いや、でも見た目は普通のおにぎりだったはずだ。
だが口に入れた瞬間に溢れ出すこの生臭さは一体何だ。
背中には悪寒が全速力で往復している。
「不味かった?」
やめてくれライリルそんな顔をされたら口からこの異物を吐き出すことが出来ない。
「まずがっだ……」
飲み込め! 飲み込め! 飲み込め!
必死に脳から送られてくる『吐き出せ! 吐き出せ! 吐き出せ!』との指令を魂の叫びでかき消していく。
俺は男の子だ。これぐらいなんともない。
『男とか女とか関係ない。やばいものは吐き出すべきだ』
吐き出したらライリルが悲しむだろうが少しは我慢しろ!
『しててこの状態なのはお前が一番分かっているはずだ!』
脳よ。

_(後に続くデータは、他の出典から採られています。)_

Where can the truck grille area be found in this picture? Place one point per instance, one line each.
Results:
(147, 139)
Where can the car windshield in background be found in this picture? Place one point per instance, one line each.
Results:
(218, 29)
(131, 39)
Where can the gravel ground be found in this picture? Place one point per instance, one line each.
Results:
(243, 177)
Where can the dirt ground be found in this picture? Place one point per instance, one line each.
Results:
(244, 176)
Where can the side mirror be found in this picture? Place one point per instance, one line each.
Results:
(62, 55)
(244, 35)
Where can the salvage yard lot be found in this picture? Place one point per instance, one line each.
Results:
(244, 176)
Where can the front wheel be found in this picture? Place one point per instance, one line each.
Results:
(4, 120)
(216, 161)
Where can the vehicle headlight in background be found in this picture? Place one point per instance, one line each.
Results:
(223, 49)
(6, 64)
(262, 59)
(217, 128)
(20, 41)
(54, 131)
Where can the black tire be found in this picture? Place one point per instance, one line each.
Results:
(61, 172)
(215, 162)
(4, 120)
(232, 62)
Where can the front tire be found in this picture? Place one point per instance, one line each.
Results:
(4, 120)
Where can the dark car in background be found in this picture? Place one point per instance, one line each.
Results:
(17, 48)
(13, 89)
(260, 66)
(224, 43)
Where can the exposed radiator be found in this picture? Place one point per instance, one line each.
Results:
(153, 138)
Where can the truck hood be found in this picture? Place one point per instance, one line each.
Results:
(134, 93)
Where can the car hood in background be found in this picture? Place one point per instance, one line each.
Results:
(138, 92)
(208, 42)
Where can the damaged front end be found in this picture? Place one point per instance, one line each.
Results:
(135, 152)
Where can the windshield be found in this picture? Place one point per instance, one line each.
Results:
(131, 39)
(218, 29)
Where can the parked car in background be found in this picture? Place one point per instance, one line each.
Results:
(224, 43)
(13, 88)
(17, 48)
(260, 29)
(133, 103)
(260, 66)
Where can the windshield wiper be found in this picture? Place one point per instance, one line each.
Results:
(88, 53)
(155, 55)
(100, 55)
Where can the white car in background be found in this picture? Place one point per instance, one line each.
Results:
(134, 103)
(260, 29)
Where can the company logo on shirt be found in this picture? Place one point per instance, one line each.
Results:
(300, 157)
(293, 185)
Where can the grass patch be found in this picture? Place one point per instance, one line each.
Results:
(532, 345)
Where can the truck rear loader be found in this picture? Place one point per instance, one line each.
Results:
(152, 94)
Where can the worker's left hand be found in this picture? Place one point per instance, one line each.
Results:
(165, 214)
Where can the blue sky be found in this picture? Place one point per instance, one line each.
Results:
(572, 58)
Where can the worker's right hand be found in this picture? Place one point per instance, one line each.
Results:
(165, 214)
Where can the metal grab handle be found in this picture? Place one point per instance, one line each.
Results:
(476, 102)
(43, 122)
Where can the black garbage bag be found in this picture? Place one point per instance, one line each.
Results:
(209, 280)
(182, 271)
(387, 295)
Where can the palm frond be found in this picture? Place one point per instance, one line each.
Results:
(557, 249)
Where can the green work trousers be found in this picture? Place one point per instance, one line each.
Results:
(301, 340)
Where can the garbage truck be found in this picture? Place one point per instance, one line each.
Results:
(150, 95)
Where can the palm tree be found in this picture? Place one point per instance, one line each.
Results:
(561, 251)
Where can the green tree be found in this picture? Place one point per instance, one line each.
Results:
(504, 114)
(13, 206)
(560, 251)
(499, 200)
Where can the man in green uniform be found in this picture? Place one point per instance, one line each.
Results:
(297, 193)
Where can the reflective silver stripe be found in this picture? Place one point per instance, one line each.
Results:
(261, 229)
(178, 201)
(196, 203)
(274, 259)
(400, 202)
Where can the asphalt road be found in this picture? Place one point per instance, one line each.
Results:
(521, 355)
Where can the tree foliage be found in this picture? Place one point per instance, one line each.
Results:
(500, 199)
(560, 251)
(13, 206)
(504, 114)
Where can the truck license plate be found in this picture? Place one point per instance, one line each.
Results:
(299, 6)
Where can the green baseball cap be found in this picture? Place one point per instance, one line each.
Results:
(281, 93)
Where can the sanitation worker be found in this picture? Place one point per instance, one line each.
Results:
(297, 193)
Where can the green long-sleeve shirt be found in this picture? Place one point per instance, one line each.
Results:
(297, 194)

お前は俺なのに何もわかっちゃいないな。
『んだと?』
お前はつい何週間か前は借金の中、一人で店の中にいたよなぁ?
『そうだが?』
このラルドレース場でスキルを見つけて店を続けられるようになったよなぁ?
『それがどうした?』
セラが店に来て、ライリルが来て、ミールが来て、ハナが来て毎日楽しくなったよな?
『たっ……楽しいな』
じゃあ飲み込めるよな?
『えぇ……』
気取ってるようだが俺は今を大切に生きたいんだ。
だから俺の守れる範囲の人達を悲しませたくないだろうが!
こんなおにぎりぐらい余裕で飲み込めんだよっ!
ライリルを悲しませんじゃねぇ!!!!!!
根性見せろよ!!!!!!
コール・リードはこんなところでおにぎりを吐き出すほどヤワじゃねぇだろうがっ!!!!
飲み込めおらぁぁぁぁぁぁぁ!!!!!
『ふっ……お前には負けたよ……俺』
ありがとうな……俺。
「……ぶっはぁ!! ラ、ライリル……これ……無茶苦茶美味しいよ……美味すぎて飲み込むのに時間かかったんだ……」
本当は吐き気が止まらないけど。
「よかったぁ! ほらっ! まだいっぱいあるから遠慮しないで食べていいよ!」
「あり……ありがとうな……」
俺、最終戦の時まで生きてるかな?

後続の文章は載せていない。